I have a snap running in devmode, and I am trying to persist some state information to be used between versions in the folder: \var\snap<name>\common\ aka $(SNAP_COMMON)

Is this writable by default? Or do I need to do anything to enable write permission? (ie create a plug/content interface in the snapcraft.yaml)

When my snap attempts to create a file the common folder i get an error: “access to path is denied”

SNAP_COMMON is writable by your snap, but may not be writable by the user invoking your snap. Put another way, SNAP_COMMON is owned by ‘root:root’ with ‘0755’ permissions, so daemons of your snap can write to it. If your snap command is meant to be called by non-root, you might be interested in the SNAP_USER_COMMON directory that is in the invoking user’s home directory. Alternatively, your snap could create a subdirectory in SNAP_COMMON and then chmod it to something (eg, 1777).

ok that makes sense! I guess to fully “simulate/test” the snap, i should really run “sudo snap run --shell < snap >” (then it works!)

if you expect that users will use your snap on normal systems then you should “simulate/test” your snap using the methods that they’re likely to use. Running as root, even for snapped apps, is a bad idea for normal users of a system. Encouraging sudo before any command is bad practice. Your snap should be capable of running under an unprivileged account unless it only runs as a daemon via systemd (or is otherwise a privileged app which must run as root even when not in a snap package), in which case it will be running as root by default as is standard practice for daemons who might then drop privileges once started.

the snap will only be a daemon… regarding privileges, do snap daemons have to follow the plug semantics? I was working on trying out the interfaces plug/snaps for network access… but it seems that the daemon already has network access… which would make sense if it is running as root.

It does not matter if your snap is using the root user or not, the interface implementation is the same in all cases, all plug/slot semantics apply regardless if it is a user started app or a daemon …

Even for classic confinement?

The daemon I am writing is not something that would ever be run on a user system… its more hardware related. I am curious if classic confinement is the way to go, but the term sounds like something that might be deprecated?

Sorry if these are rudimentary issues… I am quite new to snap, but in the limited time i have used it, I am quite impressed!

No, indeed … classic confinement means confinement is non-existent … which is the reason you cant just upload classic snaps to the store without a detailed manual review of the snap by some humans … (while strict and devmode confined snaps simply go in after an automated check)

Classic snaps are like the typical self contained tarball that installs an application and all its libs to /opt, just with a update/rollback feature, but beyond this they do not benefit from any snap features …

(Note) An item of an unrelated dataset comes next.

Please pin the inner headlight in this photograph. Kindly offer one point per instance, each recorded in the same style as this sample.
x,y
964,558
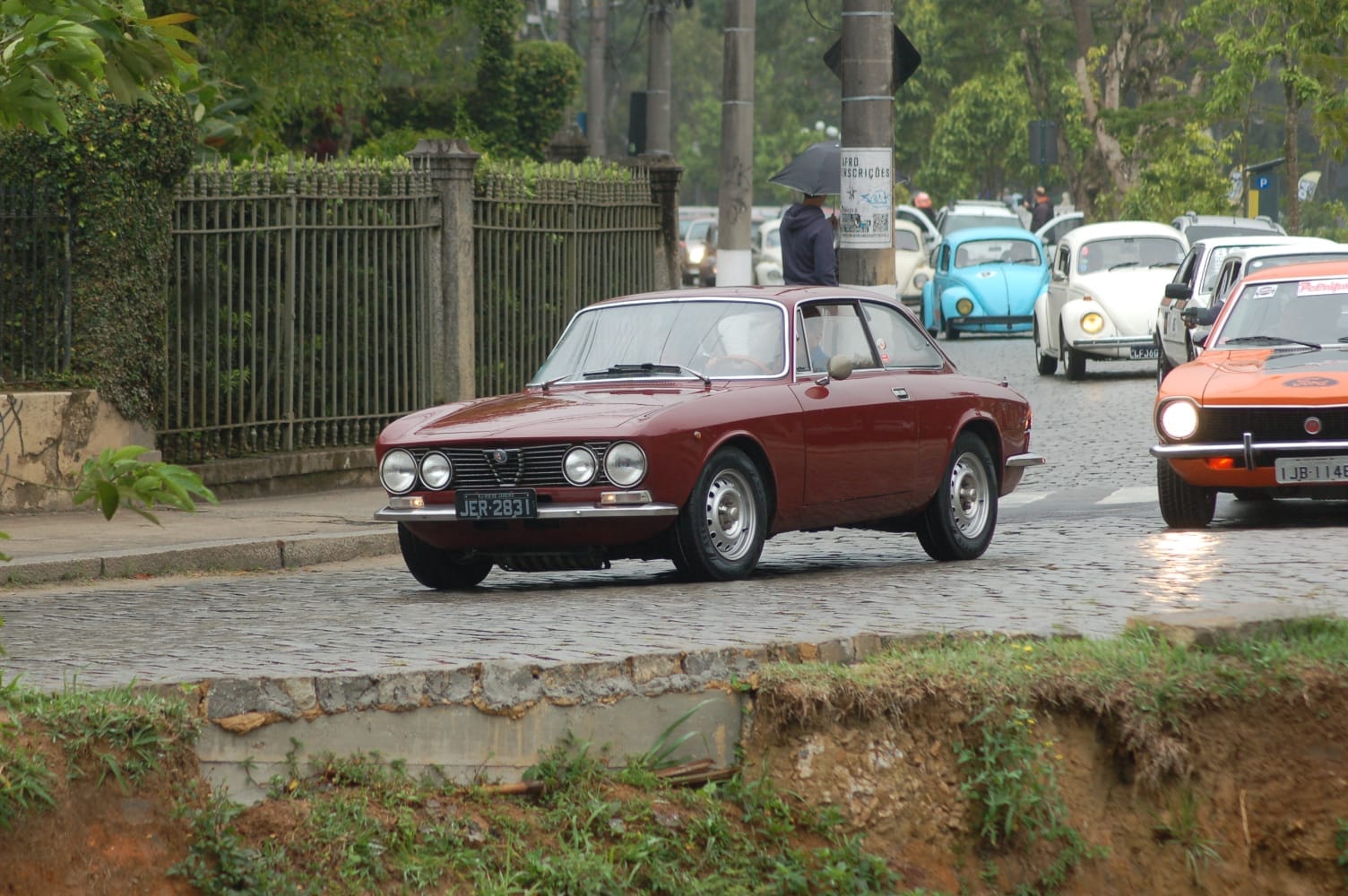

Update and Rollback are wonderful snap features! :slight_smile:

I am trying to avoid classic mode, but something tells me I might eventually need to go that road.

Depending on one’s needs, using sticky and sgid on the root:root owned dir could be useful. Eg: test -d $SNAP_COMMON/dir || mkdir -m 3777 $SNAP_COMMON/dir. With an appropriate umask (eg, 027 or 007), then users would be able to create files in this directory that a snap service (that runs as root) could access.